Would love to enable trivial-casts too at some point, already did so in https://github.com/MaikKlein/ash/pull/564. This lint seems to point out a lot of overlap with clippy::ptr_as_ptr.
@repi I don't think we can utilize any of the opinionated extra lints, at least not across our entire project 😬
Fair enough! it took us a while to adapt to it also, esp. the crate docs. None of the ones in the "Considering" are that critical for us to enable on all of our projects at this time. clippy::mod_module_files is probably the main one I would like to do that with, but just syntax so not that important.
--
will take a look at the other ones you mention here and cross-reference with my index of tested lints and our experience with them (or if we haven't tested it yet). big thanks!
@repi How about removing clippy::match_on_vec_items, which seems to be with us from the start?
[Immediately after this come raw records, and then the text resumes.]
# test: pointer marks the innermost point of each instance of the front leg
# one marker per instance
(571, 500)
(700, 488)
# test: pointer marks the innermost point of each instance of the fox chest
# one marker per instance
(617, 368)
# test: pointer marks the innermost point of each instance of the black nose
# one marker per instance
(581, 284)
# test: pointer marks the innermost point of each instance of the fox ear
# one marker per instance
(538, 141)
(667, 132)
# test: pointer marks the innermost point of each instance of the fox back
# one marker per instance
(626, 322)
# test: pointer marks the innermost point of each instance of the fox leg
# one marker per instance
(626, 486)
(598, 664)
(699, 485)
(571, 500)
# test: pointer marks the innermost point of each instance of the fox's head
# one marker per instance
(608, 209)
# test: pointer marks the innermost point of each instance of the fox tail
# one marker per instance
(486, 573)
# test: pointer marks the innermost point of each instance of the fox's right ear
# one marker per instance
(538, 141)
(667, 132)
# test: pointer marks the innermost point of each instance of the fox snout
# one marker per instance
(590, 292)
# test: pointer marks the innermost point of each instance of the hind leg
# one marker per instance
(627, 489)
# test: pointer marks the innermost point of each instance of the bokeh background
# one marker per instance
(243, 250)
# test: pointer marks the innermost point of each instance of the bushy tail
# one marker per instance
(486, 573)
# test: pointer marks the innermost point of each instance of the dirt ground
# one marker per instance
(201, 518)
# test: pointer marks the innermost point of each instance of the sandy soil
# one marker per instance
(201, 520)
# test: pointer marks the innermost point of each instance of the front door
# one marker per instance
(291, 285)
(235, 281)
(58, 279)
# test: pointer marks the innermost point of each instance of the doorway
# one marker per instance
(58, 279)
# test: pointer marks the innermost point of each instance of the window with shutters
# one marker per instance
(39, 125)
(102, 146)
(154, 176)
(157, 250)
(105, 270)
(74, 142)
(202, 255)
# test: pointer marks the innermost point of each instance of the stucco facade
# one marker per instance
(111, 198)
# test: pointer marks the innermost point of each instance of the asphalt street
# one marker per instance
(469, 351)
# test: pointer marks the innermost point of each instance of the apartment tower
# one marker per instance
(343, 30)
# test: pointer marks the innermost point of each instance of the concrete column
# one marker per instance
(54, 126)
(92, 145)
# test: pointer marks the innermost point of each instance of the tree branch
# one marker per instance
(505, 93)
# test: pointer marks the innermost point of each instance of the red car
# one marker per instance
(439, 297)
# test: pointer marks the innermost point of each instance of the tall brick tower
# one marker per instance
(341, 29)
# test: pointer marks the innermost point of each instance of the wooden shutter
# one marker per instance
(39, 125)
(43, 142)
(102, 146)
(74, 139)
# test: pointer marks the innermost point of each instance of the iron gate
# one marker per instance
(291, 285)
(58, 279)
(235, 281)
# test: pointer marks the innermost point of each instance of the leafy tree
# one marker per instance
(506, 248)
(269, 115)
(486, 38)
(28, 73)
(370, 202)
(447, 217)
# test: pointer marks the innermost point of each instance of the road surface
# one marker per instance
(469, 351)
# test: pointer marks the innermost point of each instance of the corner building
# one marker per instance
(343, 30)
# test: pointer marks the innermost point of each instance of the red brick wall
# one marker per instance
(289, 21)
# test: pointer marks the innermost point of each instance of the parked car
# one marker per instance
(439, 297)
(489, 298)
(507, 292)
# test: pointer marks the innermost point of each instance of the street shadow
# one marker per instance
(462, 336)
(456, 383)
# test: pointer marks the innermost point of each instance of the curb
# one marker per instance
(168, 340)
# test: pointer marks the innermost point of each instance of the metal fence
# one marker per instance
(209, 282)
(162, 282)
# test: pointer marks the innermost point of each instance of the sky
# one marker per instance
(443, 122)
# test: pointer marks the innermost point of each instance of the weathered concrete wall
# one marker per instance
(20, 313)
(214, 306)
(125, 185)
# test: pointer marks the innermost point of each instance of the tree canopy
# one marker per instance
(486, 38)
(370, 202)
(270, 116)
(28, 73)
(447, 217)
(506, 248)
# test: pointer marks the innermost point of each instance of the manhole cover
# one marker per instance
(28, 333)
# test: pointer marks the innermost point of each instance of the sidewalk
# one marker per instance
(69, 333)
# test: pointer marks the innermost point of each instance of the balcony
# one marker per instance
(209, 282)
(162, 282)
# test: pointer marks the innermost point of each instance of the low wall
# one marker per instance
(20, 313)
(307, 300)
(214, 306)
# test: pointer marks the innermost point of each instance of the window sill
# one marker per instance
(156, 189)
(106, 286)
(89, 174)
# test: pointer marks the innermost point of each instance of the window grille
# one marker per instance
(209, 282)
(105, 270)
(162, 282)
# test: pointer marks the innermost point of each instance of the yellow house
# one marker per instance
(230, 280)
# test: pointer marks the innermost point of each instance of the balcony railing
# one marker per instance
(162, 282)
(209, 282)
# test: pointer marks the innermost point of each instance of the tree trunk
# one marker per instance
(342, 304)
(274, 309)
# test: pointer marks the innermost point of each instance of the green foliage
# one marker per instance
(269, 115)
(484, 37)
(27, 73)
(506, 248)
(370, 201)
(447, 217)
This is a really silly lint that disallows the panicking index operator, but only in match some_vec[i] because it's "supposedly" a convenient spot to wrap every match arm in Some, and add a None => at the end.
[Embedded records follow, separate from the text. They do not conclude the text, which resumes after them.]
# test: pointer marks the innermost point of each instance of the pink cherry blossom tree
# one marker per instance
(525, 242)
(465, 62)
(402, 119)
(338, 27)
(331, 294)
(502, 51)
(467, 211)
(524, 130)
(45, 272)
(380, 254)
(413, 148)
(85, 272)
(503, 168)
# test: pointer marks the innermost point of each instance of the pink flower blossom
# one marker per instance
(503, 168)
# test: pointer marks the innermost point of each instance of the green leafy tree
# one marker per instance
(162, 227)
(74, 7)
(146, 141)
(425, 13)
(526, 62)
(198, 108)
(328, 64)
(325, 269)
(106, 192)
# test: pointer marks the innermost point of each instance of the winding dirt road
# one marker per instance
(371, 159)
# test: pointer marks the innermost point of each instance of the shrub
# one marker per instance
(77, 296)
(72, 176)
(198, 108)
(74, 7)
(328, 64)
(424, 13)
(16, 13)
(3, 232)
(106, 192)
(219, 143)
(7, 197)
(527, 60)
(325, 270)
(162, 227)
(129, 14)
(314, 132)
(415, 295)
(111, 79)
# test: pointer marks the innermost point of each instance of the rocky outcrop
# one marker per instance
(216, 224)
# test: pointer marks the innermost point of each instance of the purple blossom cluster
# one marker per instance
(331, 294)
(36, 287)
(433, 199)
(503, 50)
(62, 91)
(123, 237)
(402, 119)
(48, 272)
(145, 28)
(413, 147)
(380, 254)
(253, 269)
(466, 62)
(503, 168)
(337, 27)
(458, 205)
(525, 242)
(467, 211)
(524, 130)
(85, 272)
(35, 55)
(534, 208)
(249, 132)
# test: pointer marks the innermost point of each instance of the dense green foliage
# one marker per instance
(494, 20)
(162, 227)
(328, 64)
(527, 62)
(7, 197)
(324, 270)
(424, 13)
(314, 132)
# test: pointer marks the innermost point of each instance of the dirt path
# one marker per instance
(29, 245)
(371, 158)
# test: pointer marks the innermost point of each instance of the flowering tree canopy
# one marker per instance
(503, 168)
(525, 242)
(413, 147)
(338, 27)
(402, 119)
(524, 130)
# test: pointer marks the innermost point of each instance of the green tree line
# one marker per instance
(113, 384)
This drives developers to sometimes write None => panic!() which actually violates clippy::get_unwrap (we should add that one to the list though!) but clippy isn't even able to detect that pattern as it specifically searches for .get(i).unwrap()...
If people really want no panicking code, including indexing operators that cannot be bounds-checked at compiletime, they should simply defer to clippy::indexing_slicing.